David-Andersen radio
- Company type: Aksjeselskap
- Industry: Electronics
- Founded: 1945
- Defunct: 1969
- Fate: Production ended; renamed AGA A/S
- Headquarters: Oslo, Norway
- Key people: Arthur David-Andersen Jr.; Ivar David-Andersen; Gregers Kure
- Products: Radios, television sets

= David-Andersen radio =

Former Norwegian radio and television manufacturer

David-Andersen radio was a Norwegian radio and television factory started by two of the heirs to the David-Andersen goldsmith firm. The company came under Swedish ownership during the 1960s, and production was closed.

== A goldsmith's name on radios ==

David-Andersen Radio A/S was started in 1945 by the brothers Arthur Jr. (1905–1982) and Ivar David-Andersen together with Gregers Kure of Emaljeverket. It was one of many radio factories established in the postwar years, when the home market was insatiable after the German occupiers had confiscated all radios in 1941. The brothers were the eldest sons of the goldsmith Arthur David-Andersen, and Ivar, also a goldsmith, was the one to take over and develop the family business further.

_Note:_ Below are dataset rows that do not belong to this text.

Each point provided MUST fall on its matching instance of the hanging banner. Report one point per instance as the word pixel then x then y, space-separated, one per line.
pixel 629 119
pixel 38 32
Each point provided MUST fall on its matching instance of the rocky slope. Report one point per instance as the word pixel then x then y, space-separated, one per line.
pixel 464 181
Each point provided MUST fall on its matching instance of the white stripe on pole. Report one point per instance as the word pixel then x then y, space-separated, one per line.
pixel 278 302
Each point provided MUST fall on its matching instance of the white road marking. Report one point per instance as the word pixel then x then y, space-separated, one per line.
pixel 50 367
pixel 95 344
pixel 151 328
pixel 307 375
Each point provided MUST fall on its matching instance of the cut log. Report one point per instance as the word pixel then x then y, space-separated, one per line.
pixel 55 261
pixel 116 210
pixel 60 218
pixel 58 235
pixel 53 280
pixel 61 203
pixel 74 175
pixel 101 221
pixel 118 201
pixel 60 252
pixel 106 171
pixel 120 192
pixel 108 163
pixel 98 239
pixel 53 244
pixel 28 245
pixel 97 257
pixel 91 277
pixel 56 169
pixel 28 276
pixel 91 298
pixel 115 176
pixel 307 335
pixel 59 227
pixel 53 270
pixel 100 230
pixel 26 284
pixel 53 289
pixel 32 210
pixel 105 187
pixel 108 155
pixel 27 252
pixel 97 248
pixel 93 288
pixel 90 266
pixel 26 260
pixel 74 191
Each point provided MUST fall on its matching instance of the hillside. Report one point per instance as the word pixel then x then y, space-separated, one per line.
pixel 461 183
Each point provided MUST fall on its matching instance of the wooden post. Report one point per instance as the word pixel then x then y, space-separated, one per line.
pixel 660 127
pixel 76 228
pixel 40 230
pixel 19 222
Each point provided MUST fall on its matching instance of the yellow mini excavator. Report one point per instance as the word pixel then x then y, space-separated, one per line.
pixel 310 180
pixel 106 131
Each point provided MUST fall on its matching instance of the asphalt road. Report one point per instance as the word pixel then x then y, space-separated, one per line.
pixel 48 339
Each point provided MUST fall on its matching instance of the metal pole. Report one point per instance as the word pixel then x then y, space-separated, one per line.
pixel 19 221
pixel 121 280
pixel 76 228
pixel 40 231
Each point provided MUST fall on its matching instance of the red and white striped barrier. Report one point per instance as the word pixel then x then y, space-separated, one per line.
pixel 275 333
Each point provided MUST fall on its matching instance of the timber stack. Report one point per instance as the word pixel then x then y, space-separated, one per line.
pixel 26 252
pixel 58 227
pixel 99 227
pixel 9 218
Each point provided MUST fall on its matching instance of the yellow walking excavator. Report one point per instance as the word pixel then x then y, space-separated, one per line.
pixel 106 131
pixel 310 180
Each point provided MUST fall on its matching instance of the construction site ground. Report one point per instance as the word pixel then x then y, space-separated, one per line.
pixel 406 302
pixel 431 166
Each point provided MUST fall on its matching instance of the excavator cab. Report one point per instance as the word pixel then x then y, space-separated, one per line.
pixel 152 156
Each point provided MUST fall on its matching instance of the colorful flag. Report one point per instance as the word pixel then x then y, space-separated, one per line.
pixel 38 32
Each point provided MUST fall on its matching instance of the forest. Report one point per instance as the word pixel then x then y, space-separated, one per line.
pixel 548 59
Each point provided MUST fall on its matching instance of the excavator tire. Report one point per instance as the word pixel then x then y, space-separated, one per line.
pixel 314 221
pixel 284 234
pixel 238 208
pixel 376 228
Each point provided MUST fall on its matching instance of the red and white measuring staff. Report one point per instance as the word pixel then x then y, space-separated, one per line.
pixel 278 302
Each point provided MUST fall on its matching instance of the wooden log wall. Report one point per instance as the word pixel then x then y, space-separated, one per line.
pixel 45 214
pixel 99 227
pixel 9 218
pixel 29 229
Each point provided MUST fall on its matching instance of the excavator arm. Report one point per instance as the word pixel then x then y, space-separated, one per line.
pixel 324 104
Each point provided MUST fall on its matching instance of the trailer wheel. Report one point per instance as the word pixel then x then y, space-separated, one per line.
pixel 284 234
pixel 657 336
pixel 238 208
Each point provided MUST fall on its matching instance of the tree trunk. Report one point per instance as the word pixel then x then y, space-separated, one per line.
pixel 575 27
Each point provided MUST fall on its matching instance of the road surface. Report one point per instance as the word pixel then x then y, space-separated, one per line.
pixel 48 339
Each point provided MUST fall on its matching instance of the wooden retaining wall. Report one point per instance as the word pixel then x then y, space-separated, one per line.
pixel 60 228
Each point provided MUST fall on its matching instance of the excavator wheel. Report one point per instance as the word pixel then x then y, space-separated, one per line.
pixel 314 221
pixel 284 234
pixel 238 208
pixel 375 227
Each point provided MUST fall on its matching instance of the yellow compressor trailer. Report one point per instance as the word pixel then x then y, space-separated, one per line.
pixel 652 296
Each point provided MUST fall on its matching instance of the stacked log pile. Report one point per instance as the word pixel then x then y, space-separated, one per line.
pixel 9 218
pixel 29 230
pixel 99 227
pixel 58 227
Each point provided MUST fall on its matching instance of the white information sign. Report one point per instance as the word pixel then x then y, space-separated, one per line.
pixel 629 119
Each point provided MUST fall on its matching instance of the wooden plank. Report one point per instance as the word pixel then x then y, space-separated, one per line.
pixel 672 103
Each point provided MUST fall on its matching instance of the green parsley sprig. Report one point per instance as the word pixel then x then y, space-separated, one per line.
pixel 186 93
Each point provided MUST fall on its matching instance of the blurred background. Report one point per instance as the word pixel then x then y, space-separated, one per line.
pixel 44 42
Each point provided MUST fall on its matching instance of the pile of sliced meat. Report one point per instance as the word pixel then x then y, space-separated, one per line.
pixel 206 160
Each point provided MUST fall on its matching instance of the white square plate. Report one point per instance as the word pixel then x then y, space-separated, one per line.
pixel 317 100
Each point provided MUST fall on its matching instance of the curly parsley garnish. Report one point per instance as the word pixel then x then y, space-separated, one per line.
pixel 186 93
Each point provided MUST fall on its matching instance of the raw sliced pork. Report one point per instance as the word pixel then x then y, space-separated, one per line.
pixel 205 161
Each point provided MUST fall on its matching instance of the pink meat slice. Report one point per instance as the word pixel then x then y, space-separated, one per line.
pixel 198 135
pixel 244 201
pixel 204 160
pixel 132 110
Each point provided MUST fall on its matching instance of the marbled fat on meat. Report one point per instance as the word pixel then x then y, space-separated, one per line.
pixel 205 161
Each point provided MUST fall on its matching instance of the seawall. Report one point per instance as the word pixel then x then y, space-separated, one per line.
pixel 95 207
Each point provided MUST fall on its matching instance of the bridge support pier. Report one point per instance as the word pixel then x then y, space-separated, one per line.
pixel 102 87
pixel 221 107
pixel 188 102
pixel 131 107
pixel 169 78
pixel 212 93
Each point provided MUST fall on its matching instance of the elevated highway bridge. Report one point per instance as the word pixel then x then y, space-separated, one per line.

Arthur Jr. qualified as a diploma engineer in electronics at the prestigious engineering college in Zurich, the ETH, in 1930. He ran Telefunken's radio factory in Norway in the 1930s, laying the basis for starting his own factory in the postwar period, and it was also he who ran the daily operation of the radio factory. Gregers Kure had also trained in Zurich, the year after David-Andersen, and the two probably became acquainted there if they did not know each other already, both being children of leading Oslo factory owners, raised in the west end of Oslo and pupils at Ris gymnasium.

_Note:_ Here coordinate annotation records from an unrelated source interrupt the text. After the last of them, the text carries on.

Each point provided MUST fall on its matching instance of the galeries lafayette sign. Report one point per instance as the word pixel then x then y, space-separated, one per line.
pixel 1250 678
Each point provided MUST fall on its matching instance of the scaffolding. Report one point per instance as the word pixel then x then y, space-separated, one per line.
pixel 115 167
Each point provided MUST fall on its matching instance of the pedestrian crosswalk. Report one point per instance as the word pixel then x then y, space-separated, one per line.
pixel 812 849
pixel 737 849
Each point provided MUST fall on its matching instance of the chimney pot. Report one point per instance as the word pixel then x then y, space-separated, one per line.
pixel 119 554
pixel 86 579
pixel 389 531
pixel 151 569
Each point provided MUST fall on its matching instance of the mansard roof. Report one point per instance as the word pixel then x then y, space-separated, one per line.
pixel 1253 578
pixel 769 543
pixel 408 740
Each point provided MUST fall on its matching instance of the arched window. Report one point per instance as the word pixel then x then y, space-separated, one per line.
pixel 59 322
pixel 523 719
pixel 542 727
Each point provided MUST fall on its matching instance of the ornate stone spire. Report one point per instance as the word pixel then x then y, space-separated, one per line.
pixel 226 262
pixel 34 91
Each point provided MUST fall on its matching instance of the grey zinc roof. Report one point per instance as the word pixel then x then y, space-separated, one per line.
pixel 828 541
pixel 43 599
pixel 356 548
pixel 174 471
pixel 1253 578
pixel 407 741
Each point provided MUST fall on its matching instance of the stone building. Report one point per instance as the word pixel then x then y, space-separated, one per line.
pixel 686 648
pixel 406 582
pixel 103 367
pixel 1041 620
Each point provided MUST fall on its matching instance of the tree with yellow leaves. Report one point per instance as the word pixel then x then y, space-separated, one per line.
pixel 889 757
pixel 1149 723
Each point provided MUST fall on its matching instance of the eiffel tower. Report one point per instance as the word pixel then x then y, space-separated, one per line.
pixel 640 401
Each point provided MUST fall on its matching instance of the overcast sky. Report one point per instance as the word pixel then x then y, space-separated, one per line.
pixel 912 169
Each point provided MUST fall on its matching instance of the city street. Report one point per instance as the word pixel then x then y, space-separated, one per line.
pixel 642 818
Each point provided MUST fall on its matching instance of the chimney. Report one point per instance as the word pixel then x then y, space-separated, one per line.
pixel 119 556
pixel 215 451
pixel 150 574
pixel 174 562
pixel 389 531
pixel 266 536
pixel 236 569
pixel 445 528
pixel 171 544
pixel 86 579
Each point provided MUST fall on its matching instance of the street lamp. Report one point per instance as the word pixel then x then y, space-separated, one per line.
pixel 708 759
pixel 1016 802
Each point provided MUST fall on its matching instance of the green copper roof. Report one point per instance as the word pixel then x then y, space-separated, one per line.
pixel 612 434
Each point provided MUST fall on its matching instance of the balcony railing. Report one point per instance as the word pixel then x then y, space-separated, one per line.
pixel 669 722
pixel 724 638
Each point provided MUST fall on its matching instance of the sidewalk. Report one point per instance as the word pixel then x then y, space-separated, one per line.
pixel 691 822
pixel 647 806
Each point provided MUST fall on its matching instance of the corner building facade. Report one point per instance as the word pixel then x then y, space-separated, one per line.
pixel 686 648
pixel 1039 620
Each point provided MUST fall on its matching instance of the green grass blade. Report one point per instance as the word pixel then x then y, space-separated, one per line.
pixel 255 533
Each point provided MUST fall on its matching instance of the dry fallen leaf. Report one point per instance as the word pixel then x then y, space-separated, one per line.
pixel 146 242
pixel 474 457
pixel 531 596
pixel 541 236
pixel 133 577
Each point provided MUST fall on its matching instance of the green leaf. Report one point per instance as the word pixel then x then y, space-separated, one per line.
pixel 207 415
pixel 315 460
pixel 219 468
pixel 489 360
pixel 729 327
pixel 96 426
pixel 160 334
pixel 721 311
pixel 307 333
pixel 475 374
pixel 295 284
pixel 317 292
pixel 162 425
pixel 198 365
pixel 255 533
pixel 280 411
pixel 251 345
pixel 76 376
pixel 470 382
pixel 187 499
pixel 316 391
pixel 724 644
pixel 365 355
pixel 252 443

== Factory in Norabakken ==

The radio factory got going in 1946 in the newly built large industrial complex Rosenborgkvartalet at Pilestredet 75, also called Norabakken, by Bislett in Oslo. David-Andersen's radio sets did relatively well in the heated radio market, between the leading Tandberg and Radionette, challengers such as Edda and Østfold Radio, and foreign brands. With a family name that for many stood for quality and exclusive design in gold and silverware and jewelry, David-Andersen won a place as a quality brand for radios on a par with Tandberg, and about 20 different models and variants of radio sets were produced, up to the last transistor-based travel radio from 1959.

== Investment in television ==

Ahead of the introduction of regular television broadcasts in Norway in 1960, David-Andersen Radio sought to take a share of the large television market expected to come, and both expertise and new capital were brought into the company from Sweden, from the industrial conglomerate AGA, which had begun with gas but became active in a range of areas, including radio and television production.

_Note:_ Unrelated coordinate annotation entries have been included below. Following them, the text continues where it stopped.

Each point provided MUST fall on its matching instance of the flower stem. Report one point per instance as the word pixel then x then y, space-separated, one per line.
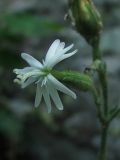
pixel 103 145
pixel 104 99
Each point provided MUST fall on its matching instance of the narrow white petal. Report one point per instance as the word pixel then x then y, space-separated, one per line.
pixel 24 70
pixel 60 48
pixel 68 48
pixel 67 55
pixel 39 93
pixel 29 81
pixel 59 86
pixel 47 98
pixel 31 61
pixel 55 97
pixel 52 49
pixel 60 58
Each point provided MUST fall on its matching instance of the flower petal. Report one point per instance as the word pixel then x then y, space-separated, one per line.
pixel 24 70
pixel 29 81
pixel 39 93
pixel 59 86
pixel 31 61
pixel 52 50
pixel 67 56
pixel 68 48
pixel 47 98
pixel 60 58
pixel 55 97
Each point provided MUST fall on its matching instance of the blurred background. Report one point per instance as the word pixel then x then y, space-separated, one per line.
pixel 73 134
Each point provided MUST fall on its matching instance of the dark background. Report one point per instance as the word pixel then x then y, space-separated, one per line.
pixel 73 134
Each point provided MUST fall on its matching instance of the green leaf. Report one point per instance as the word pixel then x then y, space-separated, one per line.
pixel 80 81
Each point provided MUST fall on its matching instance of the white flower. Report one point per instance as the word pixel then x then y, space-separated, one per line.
pixel 47 85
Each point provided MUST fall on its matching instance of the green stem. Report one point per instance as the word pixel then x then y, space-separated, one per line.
pixel 103 145
pixel 104 99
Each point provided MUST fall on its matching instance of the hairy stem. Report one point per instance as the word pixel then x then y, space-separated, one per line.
pixel 103 145
pixel 104 99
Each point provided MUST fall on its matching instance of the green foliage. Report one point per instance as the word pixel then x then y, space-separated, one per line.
pixel 27 25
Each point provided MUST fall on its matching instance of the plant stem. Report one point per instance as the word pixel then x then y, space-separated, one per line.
pixel 104 98
pixel 103 145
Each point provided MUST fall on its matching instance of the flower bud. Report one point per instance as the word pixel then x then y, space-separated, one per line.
pixel 86 18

The two television models, TV 1-21 and 2-21, were based on base models from AGA, developed at what was described as "one of Europe's largest and most modern TV laboratories," advertised together with assurances that the television was otherwise Norwegian-made. This meant that televisions were delivered in parts from Sweden and finally assembled in Oslo, an arrangement many Norwegian producers used as long as the import duty was high, 24 percent, on finished televisions, while the duty on parts was only ten percent. Many thus found work in assembly in Oslo, among them Reidun Sletten from Follebu, who, curious about the new technology, answered a job advertisement and was trained in soldering before she "sat and soldered every single component in the TV set" for a couple of years. For David-Andersen, the cooperation with Sweden was the explanation to customers for the low price and at the same time an assurance of good local service; the retail price in 1960 for model 1-21 was 2,200 kroner, 50 kroner extra for legs.

== From television to gas ==

The AGA heir Gunnar Dalén came onto the board in 1959 and became the main owner in 1962, when the share capital was expanded from 150,000 to 650,000 kroner as AGA and Dalén injected capital and ended up with the largest shareholding. By 1969 all production of radio and television in the company had ended, and David-Andersen Radio changed its name to AGA A/S, a Norwegian subsidiary of AGA that moved on to entirely different products.

== Bibliography ==

- Holm, Arne O. (2006). Store norske kvinner.